General site security question

[EoinDubh]

One of the websites that I manage is running CMSMS 1.10.3. It is a car club site and while most of the site is open to the public, there are a couple of sections that are supposed to be for members only. I have a login page that allows access to the members only page.

However, I have found that a web search for content on the members only pages will bring up the content even if you are not logged in.

Does anyone have any ideas on how to protect these pages? In particular, the club newsletter page is protected but there is a sample newsletter that is available to the public. These are all in their own directory and I guess a .htaccess file would block most access but I am not sure how to set this up to allow the public to view only 1 file and members to view all files.

Thanks

[Dr.CSS]

If you are using FEU then you can use the Content type: protected and if they aren't logged in they can see those pages, not even google should be able to find them...

[Wishbone]

How are you restricting your pages?

[EoinDubh]

I am using Protected Content on the pages that I want to restrict access to. If I try to access protected content directly by creating a url to the directory, I get a 404 error. However if I use a full link to a file i.e. "http://my.site/files/file.txt then it comes up.

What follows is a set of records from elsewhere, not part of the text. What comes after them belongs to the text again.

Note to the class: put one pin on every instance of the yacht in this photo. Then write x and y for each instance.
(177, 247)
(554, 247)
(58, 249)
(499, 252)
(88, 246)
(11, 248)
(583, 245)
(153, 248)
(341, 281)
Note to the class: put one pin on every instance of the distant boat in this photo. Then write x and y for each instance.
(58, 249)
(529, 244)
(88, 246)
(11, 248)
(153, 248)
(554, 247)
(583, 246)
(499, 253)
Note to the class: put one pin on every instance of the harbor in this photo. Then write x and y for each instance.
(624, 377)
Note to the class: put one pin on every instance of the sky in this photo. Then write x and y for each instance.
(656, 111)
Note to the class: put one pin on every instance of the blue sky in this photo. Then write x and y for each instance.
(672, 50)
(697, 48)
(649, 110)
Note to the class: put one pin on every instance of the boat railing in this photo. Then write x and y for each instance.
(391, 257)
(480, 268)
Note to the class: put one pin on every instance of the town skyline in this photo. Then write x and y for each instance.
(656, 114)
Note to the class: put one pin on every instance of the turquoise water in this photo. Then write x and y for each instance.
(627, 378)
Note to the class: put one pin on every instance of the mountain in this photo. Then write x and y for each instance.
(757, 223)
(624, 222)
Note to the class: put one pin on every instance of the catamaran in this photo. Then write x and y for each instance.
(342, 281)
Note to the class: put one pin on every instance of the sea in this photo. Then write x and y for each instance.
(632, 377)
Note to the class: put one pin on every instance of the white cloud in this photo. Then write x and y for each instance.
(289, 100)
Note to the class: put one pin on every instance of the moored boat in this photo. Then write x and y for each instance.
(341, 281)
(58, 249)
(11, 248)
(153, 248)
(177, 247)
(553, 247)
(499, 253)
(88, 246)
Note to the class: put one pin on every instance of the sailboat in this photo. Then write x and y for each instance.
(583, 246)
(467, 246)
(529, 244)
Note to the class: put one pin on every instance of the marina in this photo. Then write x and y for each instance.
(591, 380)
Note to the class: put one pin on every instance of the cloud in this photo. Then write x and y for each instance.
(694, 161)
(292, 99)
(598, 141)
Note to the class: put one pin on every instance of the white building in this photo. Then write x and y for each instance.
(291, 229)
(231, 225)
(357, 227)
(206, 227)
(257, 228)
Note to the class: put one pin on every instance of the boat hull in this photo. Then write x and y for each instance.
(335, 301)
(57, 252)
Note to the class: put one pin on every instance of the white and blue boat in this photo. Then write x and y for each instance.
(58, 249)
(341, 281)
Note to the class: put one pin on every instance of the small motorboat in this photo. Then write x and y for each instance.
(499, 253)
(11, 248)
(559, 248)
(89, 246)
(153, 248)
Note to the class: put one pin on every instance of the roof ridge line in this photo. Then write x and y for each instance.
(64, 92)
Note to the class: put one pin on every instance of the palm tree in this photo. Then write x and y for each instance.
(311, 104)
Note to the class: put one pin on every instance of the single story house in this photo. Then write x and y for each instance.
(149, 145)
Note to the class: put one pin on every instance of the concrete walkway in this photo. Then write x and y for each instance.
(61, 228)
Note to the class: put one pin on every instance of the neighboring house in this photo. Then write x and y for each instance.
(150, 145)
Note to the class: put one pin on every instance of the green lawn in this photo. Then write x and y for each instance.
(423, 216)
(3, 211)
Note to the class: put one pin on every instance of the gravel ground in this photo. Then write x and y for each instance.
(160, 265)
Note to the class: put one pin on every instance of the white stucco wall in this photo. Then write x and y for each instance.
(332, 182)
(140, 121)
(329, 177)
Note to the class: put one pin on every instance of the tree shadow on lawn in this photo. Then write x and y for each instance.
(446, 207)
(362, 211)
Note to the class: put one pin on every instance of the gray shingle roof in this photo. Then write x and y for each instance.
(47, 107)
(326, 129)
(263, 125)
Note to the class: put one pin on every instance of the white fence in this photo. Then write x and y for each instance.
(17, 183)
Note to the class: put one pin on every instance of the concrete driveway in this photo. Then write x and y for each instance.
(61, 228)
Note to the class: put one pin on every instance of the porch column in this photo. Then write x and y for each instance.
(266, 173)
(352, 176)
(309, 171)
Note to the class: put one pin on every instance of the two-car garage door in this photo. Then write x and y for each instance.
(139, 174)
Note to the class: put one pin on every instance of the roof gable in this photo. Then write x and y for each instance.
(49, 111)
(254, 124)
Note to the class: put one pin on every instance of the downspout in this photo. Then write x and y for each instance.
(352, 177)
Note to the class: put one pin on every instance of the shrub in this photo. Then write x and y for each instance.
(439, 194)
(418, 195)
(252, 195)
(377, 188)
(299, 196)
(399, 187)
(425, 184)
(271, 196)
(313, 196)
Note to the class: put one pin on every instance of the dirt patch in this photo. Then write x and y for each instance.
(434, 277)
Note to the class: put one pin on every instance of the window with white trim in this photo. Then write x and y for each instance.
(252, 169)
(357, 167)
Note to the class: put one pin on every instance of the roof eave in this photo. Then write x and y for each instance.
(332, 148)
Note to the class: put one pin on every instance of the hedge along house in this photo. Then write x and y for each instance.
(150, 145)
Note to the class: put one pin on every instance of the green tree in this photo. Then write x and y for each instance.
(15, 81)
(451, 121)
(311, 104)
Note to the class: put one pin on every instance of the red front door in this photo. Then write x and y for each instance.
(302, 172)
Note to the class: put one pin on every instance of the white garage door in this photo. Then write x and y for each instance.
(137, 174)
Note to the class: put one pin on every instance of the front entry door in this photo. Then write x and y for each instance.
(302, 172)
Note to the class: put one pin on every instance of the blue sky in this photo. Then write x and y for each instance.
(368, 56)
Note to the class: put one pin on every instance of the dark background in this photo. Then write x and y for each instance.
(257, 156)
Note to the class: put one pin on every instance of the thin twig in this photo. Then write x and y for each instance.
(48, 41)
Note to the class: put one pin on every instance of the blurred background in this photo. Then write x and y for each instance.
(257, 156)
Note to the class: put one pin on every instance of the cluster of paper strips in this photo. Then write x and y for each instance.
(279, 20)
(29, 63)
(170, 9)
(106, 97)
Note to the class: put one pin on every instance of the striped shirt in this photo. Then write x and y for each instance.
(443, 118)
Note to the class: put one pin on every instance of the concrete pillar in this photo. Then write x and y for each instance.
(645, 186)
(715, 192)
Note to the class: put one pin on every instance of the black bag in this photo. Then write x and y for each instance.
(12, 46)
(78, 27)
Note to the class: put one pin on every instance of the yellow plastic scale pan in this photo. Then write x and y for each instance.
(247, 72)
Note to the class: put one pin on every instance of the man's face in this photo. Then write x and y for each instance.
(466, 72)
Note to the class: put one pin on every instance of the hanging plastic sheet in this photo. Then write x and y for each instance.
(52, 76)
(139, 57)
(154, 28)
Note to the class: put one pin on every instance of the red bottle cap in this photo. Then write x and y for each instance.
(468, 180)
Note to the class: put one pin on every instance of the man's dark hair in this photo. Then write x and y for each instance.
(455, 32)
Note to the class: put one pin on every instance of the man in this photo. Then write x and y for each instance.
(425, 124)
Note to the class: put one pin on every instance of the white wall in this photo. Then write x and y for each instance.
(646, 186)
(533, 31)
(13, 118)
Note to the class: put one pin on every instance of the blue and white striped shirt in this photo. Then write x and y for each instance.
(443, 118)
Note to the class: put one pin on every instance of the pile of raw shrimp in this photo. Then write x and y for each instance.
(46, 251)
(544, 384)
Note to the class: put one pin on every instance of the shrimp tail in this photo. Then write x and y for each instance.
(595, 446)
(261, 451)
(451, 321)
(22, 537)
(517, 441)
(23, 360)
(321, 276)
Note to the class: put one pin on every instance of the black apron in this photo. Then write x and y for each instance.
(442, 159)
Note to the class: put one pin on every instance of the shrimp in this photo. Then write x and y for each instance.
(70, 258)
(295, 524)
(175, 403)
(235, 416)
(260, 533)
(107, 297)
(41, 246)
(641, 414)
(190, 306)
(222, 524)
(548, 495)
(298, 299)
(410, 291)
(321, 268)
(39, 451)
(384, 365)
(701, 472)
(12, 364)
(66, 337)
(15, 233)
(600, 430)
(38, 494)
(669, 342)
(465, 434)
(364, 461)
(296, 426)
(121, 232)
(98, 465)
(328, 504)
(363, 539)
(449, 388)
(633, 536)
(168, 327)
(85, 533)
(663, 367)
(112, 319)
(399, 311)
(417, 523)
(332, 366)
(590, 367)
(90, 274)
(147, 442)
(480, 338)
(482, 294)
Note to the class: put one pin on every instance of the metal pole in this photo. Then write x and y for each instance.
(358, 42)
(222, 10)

This question came about because someone contacted the newsletter editor about an article on the website in the members only section to get more info and included the link to the file in his email. I guess a member must have sent him the link as I can't get to it by browsing if I am not logged in. And the directory in question is at the level above the CMSMS install so it is not easy to find.

Thanks for the suggestions.

[kmesd62]

The .txt file resides on the server and has its permissions controlled differently to cms pages... (or in this case not at all).

I have successfully used the Download Manager module (which works with feu) to control access to files.